Two instruments were found among the decedent’s personal effects when she died. One instrument was a formal will with pencil marks scratching out several provisions. The other instrument was a handwritten note titled the decedent’s will but was unwitnessed and unsigned. The Propounder contends that the first instrument should be admitted to probate.
Synopsis of Rule of Law.
When a will is cancelled on the belief that a new will is valid or on the intention of making a new will and the revocation of the old will is so related to the making of the new will the Court will apply the doctrine of dependent relative revocation to give effect to the old will.
When the decedent died an instrument executed in 1963 was found among her personal papers. It was folded together with a handwritten instrument dated May 22, 1978. The handwritten note was titled her will but it was unwitnessed and unsigned. Pencil marks had been made through several provisions of the 1963 instrument. The decedent had made it known to her attorney that she needed his services in order to change and revise her will and that she had written out some proposed changes on paper. The trial court found that the decedent did not intend to revoke her will be scratching through some of its provisions and writing out the proposed changes on paper. The Caveator contends that the court erred in admitting the will to probate because the Propounder did not produce any evidence to rebut the presumption of revocation.
Did the trial court err in admitting the decedent’s will to probate with scratched out provision over the presumption that it had been revoked?
No. Affirmed. The trial court did not err in admitting the will to probate under the doctrine of dependent relative revocation. There was sufficient evidence to rebut the statutory presumption of revocation and give rise to a presumption in favor of the Propounder.

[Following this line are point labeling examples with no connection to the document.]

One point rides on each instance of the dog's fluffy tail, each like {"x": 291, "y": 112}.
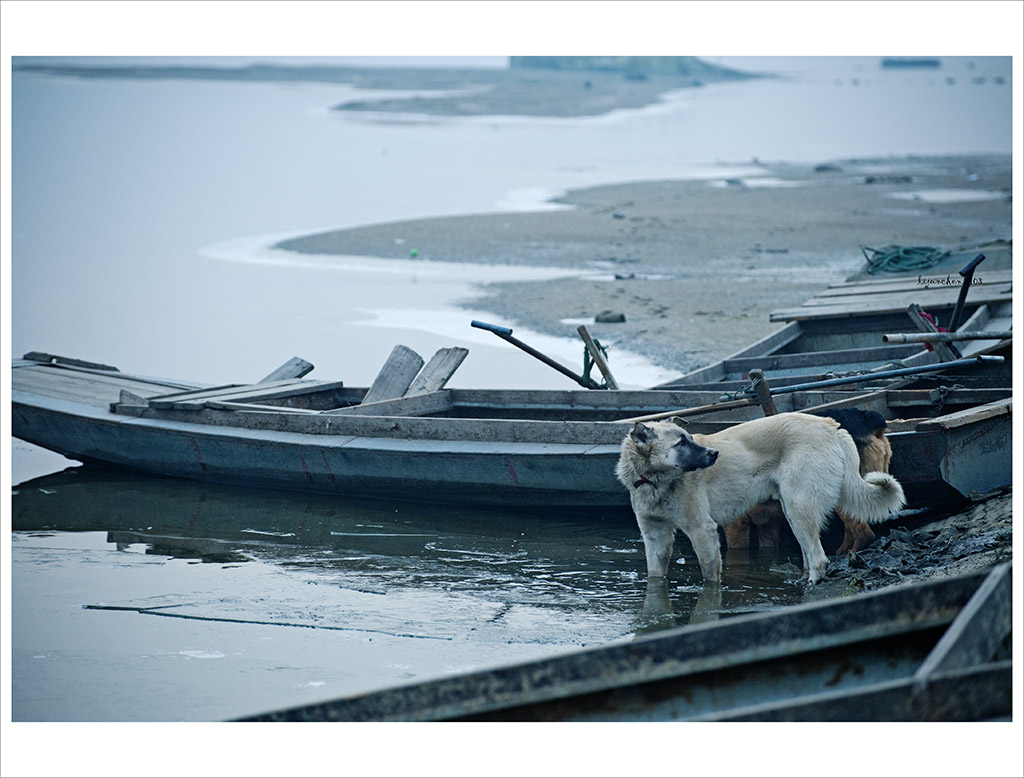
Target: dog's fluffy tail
{"x": 870, "y": 499}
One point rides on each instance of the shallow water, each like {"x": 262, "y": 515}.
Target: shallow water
{"x": 206, "y": 588}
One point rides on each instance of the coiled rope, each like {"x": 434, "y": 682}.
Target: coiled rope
{"x": 895, "y": 259}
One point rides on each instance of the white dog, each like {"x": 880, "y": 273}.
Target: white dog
{"x": 697, "y": 482}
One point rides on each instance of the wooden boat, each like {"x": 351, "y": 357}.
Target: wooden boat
{"x": 932, "y": 651}
{"x": 433, "y": 444}
{"x": 841, "y": 330}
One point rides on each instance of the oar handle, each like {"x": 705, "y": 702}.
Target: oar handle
{"x": 496, "y": 329}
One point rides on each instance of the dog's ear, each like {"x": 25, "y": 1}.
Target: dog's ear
{"x": 641, "y": 434}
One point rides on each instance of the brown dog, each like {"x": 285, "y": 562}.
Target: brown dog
{"x": 696, "y": 483}
{"x": 867, "y": 428}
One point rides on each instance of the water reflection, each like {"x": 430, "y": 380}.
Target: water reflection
{"x": 579, "y": 569}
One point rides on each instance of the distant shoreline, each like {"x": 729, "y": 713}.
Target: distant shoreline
{"x": 696, "y": 266}
{"x": 461, "y": 92}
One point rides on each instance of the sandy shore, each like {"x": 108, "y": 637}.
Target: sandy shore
{"x": 696, "y": 266}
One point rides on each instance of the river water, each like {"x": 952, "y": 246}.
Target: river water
{"x": 142, "y": 216}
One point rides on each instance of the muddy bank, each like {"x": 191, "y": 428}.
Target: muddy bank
{"x": 976, "y": 537}
{"x": 696, "y": 266}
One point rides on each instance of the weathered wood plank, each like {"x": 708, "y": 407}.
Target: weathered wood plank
{"x": 597, "y": 356}
{"x": 438, "y": 371}
{"x": 946, "y": 351}
{"x": 829, "y": 309}
{"x": 402, "y": 428}
{"x": 969, "y": 416}
{"x": 396, "y": 375}
{"x": 418, "y": 404}
{"x": 819, "y": 358}
{"x": 910, "y": 397}
{"x": 229, "y": 391}
{"x": 294, "y": 368}
{"x": 910, "y": 284}
{"x": 98, "y": 390}
{"x": 42, "y": 356}
{"x": 228, "y": 405}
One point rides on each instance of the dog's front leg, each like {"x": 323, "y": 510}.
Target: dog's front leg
{"x": 658, "y": 536}
{"x": 704, "y": 537}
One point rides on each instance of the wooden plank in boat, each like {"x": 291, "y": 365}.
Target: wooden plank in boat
{"x": 969, "y": 416}
{"x": 926, "y": 297}
{"x": 41, "y": 356}
{"x": 229, "y": 391}
{"x": 404, "y": 428}
{"x": 91, "y": 389}
{"x": 396, "y": 375}
{"x": 438, "y": 371}
{"x": 294, "y": 368}
{"x": 820, "y": 358}
{"x": 912, "y": 397}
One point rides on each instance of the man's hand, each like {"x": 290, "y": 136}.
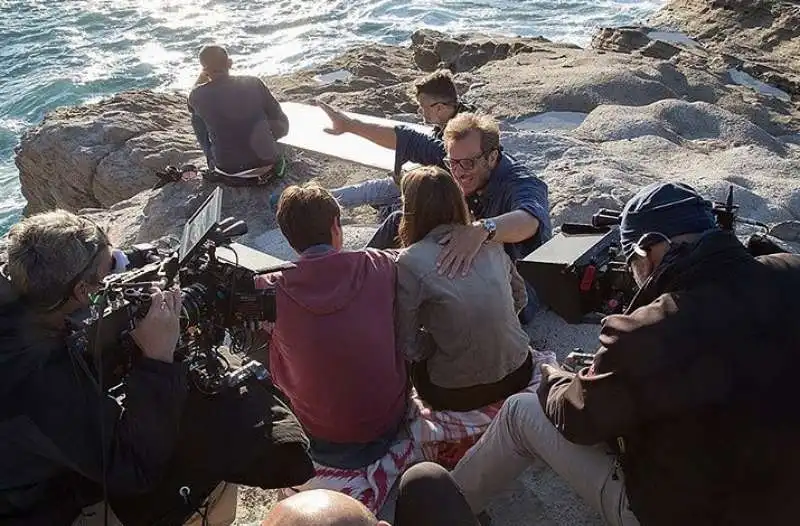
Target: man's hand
{"x": 461, "y": 246}
{"x": 341, "y": 122}
{"x": 157, "y": 334}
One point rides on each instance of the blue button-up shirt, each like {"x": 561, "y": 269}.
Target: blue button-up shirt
{"x": 511, "y": 187}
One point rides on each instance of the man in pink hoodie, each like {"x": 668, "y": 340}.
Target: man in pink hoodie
{"x": 333, "y": 349}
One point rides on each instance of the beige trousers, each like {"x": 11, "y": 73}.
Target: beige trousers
{"x": 521, "y": 432}
{"x": 221, "y": 510}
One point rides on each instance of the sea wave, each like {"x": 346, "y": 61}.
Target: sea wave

The doctrine of dependent relative revocation can be summarized as when a testator intended to make a new will, or made one which failed, will not alone prevent a cancellation of a will from operation as a revocation. If it is clear that the cancellation and the making of a new will were part of one scheme and the revocation of the old will was so related to the making of the new will as to be dependent upon it then the new will not being made or being held invalid will allow the old to be given effect. Here the Court found evidence in support of the application of the doctrine of the dependent relative revocation.